A recent Kickstarter purchase by Craig, it was a nice moderate intensity game to kick off the evening. They played it last week, and felt the King Crabs didn’t add much. However, my royal shellfish earned me around 10 points on their own. When the final scores were tallied up, I won with 55 points, closely followed by Craig at 50, then Nick and Simon trailing somewhat behind. KC For The Win! (tshirts pending…)
Not a game I’ll rush out to buy, and a little light on player interaction, but I’d be happy to play it a few more times, for sure.
Playing Coup last month was a moment where I finally got my hands on a game I’ve heard loads about but never played. That crown has been thoroughly stolen with the legendary “King of Eurogames“: Agricola.
There’s too much detail to cover here, but I’m going to try to do it in 10 steps:
- You are all farmers. Presumably in Europe. Somewhere
- You have to develop your farms. To do this, you can plough fields, build up your house, or fence pastures.
- Each thing you build can make more stuff. Fields = crops, house = family members, pastures = animals.
- You only get to do one action per turn, per family member. So, for most of the game, that’s two actions per turn.
- Everyone else is fighting you for the same actions. By the time 4 people have taken half their actions, everything really good on the board will be taken, and you’ll have to wait until the next round.
- When harvest comes, you have to feed your family. Food is a challenge, and the more family members you have, the worse that challenge is. Fail to feed your family and suffer a heavy penalty…
- As the game progresses, more action cards will be revealed. This allows you to do more exciting actions. Unfortunately, harvest gets more frequent too, so you are constantly trying to rustle up enough food.
- Each player has a stack of possible occupations and minor improvements. You can activate these, sometimes for a cost, for specific advantages – say you collect more stone, or you get some fences later in the game.
- There is a central pool of major improvements anyone can build. They give you bonus victory points, and allow some more powerful specific actions.
- Its simple enough to grasp quickly, and complex enough to be really masterful. None of your plans will quite work, and you will have a half empty farm with no crops, hardly any sheep, and then run out of food and get punished with a begging card. It’s perfectly possible to end a game in negative points.
I can see why gamers love this game. Chance plays just enough of a part to keep things fresh, but not enough to hold back great strategy. Interaction isn’t very direct, but when you only have two actions, and the player to your right takes ALL THE WOOD JUST BEFORE YOU WERE ABOUT TO… its fair to say there is a reasonable amount of competition present throughout gameplay.
Who won our game? Obviously Craig did. Craig with his vegetables, and 6 stone houses, and his pigs and his cow and his army of little Craigs somehow feeding themselves despite the sheer impossibility of that task.

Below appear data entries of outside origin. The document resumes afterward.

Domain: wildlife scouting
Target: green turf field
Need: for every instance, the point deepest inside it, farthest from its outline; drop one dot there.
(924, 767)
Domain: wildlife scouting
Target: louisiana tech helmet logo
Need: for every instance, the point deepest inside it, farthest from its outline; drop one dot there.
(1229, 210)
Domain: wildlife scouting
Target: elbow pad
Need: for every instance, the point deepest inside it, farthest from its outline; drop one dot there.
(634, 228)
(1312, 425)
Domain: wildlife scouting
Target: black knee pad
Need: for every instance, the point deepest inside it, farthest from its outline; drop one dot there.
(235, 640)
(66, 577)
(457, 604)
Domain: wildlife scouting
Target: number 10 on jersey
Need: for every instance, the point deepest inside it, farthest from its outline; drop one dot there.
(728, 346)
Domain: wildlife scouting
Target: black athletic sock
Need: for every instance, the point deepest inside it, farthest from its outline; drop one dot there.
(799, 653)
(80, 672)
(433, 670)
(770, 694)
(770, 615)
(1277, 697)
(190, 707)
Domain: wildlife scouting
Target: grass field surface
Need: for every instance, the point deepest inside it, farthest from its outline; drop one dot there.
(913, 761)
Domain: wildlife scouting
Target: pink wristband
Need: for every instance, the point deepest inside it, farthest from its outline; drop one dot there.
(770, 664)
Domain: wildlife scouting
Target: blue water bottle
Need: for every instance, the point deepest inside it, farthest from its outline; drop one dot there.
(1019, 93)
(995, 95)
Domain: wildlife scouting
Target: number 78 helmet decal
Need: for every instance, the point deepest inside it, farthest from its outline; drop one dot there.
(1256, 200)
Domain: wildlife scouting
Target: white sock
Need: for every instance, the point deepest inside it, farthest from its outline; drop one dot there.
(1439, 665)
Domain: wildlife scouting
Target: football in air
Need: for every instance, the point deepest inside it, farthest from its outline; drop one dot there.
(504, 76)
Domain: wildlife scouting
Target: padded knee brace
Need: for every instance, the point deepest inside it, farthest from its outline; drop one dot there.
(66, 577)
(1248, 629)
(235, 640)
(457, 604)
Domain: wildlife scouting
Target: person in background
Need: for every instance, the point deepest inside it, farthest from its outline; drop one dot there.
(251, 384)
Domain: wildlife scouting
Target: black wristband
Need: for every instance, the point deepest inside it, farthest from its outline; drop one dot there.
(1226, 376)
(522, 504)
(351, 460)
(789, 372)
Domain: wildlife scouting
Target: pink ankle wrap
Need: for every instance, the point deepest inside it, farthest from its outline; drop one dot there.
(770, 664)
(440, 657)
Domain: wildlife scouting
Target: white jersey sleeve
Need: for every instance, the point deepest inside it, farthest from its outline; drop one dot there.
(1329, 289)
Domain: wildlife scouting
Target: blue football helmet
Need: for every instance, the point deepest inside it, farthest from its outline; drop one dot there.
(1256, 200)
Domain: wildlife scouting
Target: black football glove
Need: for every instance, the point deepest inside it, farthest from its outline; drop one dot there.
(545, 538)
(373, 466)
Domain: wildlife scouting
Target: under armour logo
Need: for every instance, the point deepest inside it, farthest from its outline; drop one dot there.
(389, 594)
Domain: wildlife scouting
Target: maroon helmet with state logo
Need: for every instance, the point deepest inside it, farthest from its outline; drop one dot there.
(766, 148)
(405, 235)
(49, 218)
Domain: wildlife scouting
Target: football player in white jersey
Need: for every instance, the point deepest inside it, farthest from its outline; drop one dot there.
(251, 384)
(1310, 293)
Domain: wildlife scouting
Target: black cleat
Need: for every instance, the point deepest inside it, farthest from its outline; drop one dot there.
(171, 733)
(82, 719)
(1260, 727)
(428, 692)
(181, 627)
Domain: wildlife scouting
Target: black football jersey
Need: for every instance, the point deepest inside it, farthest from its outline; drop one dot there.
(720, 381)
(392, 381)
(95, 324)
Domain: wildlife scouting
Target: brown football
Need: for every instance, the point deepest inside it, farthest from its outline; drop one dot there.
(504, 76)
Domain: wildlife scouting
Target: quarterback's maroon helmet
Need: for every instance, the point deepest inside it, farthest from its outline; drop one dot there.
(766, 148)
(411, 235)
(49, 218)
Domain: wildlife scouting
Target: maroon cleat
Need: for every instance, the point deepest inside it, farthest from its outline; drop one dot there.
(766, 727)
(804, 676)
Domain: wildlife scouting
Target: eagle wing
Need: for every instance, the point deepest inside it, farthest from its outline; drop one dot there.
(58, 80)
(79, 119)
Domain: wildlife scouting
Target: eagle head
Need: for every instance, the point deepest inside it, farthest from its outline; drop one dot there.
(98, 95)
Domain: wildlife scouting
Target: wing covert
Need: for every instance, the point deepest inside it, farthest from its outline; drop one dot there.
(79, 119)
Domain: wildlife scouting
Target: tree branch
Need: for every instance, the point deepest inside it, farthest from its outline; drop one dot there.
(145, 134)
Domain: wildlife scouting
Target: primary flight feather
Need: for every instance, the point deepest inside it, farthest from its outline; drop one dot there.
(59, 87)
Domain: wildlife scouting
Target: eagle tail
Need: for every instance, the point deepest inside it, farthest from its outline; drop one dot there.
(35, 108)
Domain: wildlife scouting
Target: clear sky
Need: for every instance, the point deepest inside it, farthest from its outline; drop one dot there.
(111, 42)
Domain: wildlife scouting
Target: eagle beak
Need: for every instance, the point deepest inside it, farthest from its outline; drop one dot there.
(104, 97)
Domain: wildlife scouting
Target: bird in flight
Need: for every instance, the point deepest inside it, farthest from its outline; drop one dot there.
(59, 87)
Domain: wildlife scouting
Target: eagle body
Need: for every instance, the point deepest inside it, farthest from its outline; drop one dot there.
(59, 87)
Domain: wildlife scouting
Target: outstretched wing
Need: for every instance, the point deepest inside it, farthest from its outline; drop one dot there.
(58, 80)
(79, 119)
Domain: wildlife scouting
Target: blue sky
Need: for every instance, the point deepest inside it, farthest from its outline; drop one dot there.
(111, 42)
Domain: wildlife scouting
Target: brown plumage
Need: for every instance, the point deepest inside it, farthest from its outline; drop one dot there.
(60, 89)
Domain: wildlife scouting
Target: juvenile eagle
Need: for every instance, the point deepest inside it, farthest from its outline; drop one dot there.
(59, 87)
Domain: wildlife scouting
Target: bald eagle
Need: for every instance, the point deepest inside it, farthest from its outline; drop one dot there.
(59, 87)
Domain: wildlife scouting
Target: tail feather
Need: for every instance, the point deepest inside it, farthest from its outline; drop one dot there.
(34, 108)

I really enjoyed Agricola. I spent quite a lot of today thinking about how I’d play differently, if it would be possible just to focus on one task, on having thousands of fences, and hundreds of sheep, or having a huge field brimming over with corn.
So, in conclusion: Craig got more points than everyone else added together, but it probably doesn’t count because he smells faintly of cabbages. Agricola is awesome. Spending time with friends and playing board games is, as ever, brilliant. And that, at nearly midnight, was that.